Opera has an ABC. They are Aida, Boheme and Carmen. No regional opera company ever went broke programming these blockbusters. They are all extremely popular and well-known.
Carmen, especially. Perhaps too well known.
We all know that the gypsy Carmen seduces the not-too-bright army corporal, Don Jose, and then dumps him for the flashy matador Escamillo. Death ensues while crowds cheer in the bull ring.
We hum along with the tunes: the habanera, the toreador song, the boys mocking the soldiers and their tune. The suite from the score was once one of the most programmed pieces of light classical music, rivaling Tchaikovsky’s Nutcracker Suite and Grieg’s Peer Gynt. One of Sir Thomas Beecham’s “lollipops.”
The opera comes from a novella written in 1845 by the French Romantic author Prosper Merimee.
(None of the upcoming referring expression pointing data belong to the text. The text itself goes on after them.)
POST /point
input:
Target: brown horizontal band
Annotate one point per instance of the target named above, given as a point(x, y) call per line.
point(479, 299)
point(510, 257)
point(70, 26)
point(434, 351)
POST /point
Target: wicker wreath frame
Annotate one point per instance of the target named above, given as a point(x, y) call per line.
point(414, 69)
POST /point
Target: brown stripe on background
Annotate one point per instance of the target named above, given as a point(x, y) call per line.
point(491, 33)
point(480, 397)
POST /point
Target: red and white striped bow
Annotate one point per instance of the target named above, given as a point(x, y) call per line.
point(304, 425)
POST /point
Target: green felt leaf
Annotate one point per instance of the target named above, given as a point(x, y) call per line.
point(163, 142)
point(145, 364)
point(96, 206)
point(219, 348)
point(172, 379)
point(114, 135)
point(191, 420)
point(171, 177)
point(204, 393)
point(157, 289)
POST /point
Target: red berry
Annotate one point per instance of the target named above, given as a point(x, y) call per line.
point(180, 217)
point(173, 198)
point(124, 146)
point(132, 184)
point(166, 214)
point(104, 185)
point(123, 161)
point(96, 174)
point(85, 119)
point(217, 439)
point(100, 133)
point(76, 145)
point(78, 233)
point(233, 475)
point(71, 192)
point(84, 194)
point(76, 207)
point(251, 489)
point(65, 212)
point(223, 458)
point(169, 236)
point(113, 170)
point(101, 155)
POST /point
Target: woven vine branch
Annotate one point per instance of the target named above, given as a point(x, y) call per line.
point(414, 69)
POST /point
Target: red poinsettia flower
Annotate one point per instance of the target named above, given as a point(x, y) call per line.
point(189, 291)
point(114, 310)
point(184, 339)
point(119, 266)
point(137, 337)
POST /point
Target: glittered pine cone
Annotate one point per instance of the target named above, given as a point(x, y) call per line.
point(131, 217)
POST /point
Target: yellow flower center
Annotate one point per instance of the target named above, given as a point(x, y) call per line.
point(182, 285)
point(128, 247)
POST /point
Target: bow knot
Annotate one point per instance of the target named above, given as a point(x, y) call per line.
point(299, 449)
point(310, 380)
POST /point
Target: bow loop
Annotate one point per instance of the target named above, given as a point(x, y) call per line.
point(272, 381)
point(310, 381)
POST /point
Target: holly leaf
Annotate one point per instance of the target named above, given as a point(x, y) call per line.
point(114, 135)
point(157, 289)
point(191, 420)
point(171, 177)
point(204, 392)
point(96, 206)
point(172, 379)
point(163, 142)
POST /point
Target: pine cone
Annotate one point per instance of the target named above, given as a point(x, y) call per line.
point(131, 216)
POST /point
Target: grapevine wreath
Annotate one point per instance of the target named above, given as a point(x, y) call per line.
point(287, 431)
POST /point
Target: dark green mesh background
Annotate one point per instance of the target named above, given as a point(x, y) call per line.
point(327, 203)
And like a movie made from a book, a few things are changed for the sake of drama.
Here are some things you probably don’t know about Georges Bizet’s Carmen:
1. Bizet’s librettists, Henri Meilhac and Ludovic Halevy, gave their bullfighter a major promotion. In Merimee’s book, he is not the noble matador, but a mere picador, a stripling named Lucas.
2. The famous Habanera (“L’amour est un oiseau rebelle“) was an afterthought.
The mezzo hired to sing the part of Carmen didn’t like the aria Bizet had first written. He tried 10 times to come up with something, eventually writing the single most famous tune from the opera. Or did he? Turns out, he stole the melody from an earlier tune, called El Arreglito, by Sebastian Yradier who had only recently died. Yes, Bizet plagiarized the melody. When the score to Carmen was published, Bizet had to add a note acknowledging his source.
3. The first recording of Carmen (1908) was sung in German. “Liebe ist wie ein wilder Vogel.” Oy.
4. More than 60 films have been made of the story. Oddly, the first 17 were silent films. Silent opera is rather like dancing on the radio. That list of silent films includes one by Cecil B. DeMille, from 1915, which was based on the original novel because the producers didn’t want to pay the rights to the opera and chose the public-domain novel instead. They then changed the book’s plot to match the opera’s. Among the silent Carmens were Theda Bara (1915, directed by Raoul Walsh), Pola Negri (1918, directed by Ernst Lubitsch) and Delores Del Rio (1927, also directed by Walsh).
5. Recent Carmens tend to stretch the story or the music. Like Beyonce in Carmen: A Hip Hopera (2001), or the 1983 Carlos Saura masterpiece, which turns it into a flamenco dance. Also on the list: Carmen on Ice (1990); Karmen Gei (2001), which sets the story in Senegal; Carmen Jones (1954), with Dorothy Dandridge and Harry Belafonte; and most recently the powerful South African township version, U-Carmen eKhayalitsha. Check it out on DVD.